Ce nominalisme se retrouve dans le siège Zombie (1967) sous une forme plus visuelle et figurée. Il s’agit au fond de faire asseoir le corps sur une forme elle-même corporelle. Ces drôles de fantômes en plastique jaune signalent comme un état limite du mobilier, réduit à son état purement spirituel de « protoforme », autre mot-clé du système Tallon.

L’exposition témoigne de la cohérence du travail de Roger Tallon, mais aussi de ce qu’on pourrait appeler son dédoublement. Les réalisations effectives sont inséparables d’une réflexion critique profonde sur les conditions et la nature même du design, ce qui est l’apanage des seuls grands artistes. Toujours dans cette idée de démultiplication à l’infini que l’on retrouvera dans le service 3T et les Cryptogammes.

La dernière salle de la galerie présentera quelques pièces emblématiques de Jean Prouvé. A priori, le lien entre ces deux grands créateurs n’est pas évident à établir, au-delà de l’admiration que Tallon pouvait avoir pour son aîné. Prouvé, on le sait, a marqué la première moitié du XXe siècle par sa pratique presque artisanale de l’industrie. C’était un ingénieur, que la logique de son travail a mené jusqu’à l’« idée constructive ». Quant à Roger Tallon, il incarne mieux que nul autre une nouvelle époque : il est le designer par excellence, métier qu’il invente presque seul dans la France des années 1950 et auquel il donne des caractéristiques encore d’actualité, entre la prise en compte des impératifs de l’industrie et l’affirmation d’une individualité qui le rapproche davantage des artistes que des artisans. Pourtant, entre eux deux, des passerelles fécondes existent.
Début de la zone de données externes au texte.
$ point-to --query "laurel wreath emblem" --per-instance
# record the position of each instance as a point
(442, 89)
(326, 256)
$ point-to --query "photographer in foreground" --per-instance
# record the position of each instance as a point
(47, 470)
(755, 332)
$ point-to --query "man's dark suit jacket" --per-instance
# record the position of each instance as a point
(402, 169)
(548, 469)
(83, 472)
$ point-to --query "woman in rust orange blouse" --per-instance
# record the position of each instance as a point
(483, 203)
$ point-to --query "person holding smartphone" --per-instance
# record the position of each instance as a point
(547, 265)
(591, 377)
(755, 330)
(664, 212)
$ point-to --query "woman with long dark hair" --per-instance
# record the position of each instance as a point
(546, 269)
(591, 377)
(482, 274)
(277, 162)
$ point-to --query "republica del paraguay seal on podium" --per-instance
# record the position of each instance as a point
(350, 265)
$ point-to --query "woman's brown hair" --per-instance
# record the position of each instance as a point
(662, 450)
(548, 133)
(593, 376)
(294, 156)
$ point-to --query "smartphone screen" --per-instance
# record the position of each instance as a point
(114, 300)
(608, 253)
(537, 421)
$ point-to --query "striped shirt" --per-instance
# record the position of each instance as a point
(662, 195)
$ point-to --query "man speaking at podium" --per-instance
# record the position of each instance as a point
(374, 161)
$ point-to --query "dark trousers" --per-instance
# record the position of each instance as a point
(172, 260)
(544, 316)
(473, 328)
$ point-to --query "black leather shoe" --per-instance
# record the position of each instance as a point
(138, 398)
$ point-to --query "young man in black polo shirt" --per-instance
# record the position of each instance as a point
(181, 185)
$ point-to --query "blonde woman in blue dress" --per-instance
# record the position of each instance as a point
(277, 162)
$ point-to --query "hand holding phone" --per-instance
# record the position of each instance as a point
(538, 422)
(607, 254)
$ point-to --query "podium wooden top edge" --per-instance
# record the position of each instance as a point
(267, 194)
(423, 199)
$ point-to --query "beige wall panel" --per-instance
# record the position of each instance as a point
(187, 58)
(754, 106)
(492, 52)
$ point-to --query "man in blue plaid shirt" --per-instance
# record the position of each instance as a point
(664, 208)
La première serait leur souci commun de l’économie de moyens. Chez Prouvé, elle se manifeste par l’emploi de matériaux « pauvres », comme la tôle qu’il plie. Mais aussi par l’idée centrale que c’est la fonction qui fait la forme. Travaillant pour l’industrie, Roger Tallon concentre ses efforts sur la compacité et la sveltesse des formes. Il complète la formule de Prouvé, dans sa réponse à un questionnaire, en 1969 : « La forme ne découle pas de l’analyse d’une fonction, mais de l’analyse de toutes les fonctions », parmi lesquelles la communication joue un rôle crucial. Il accorde aux matériaux industriels (polystyrène, fonte d’aluminium, Spazmolla…) la même importance que son aîné.

L’autre passerelle concerne un ensemble d’idées qui visent toutes à la simplicité de production, mais aussi de stockage ou de transport: chaises démontables, éléments empilables, développement de modules, souplesse d’échelle des formes. Le «système Tallon» vise toujours à résoudre des problèmes autant pratiques qu’économiques et finalement esthétiques, problèmes proches de ceux que Prouvé dut affronter dans le contexte plus dramatique de la Reconstruction d’après guerre.

Ce rapprochement entre les deux créateurs a trouvé une preuve éclatante dans le projet de Roger Tallon, initié par Jousse entreprise en 2005, de sa « Maison Dôme ». Module habitable d’une extraordinaire souplesse, elle peut être produite industriellement dans l’esprit, revendiqué comme tel, de Jean Prouvé.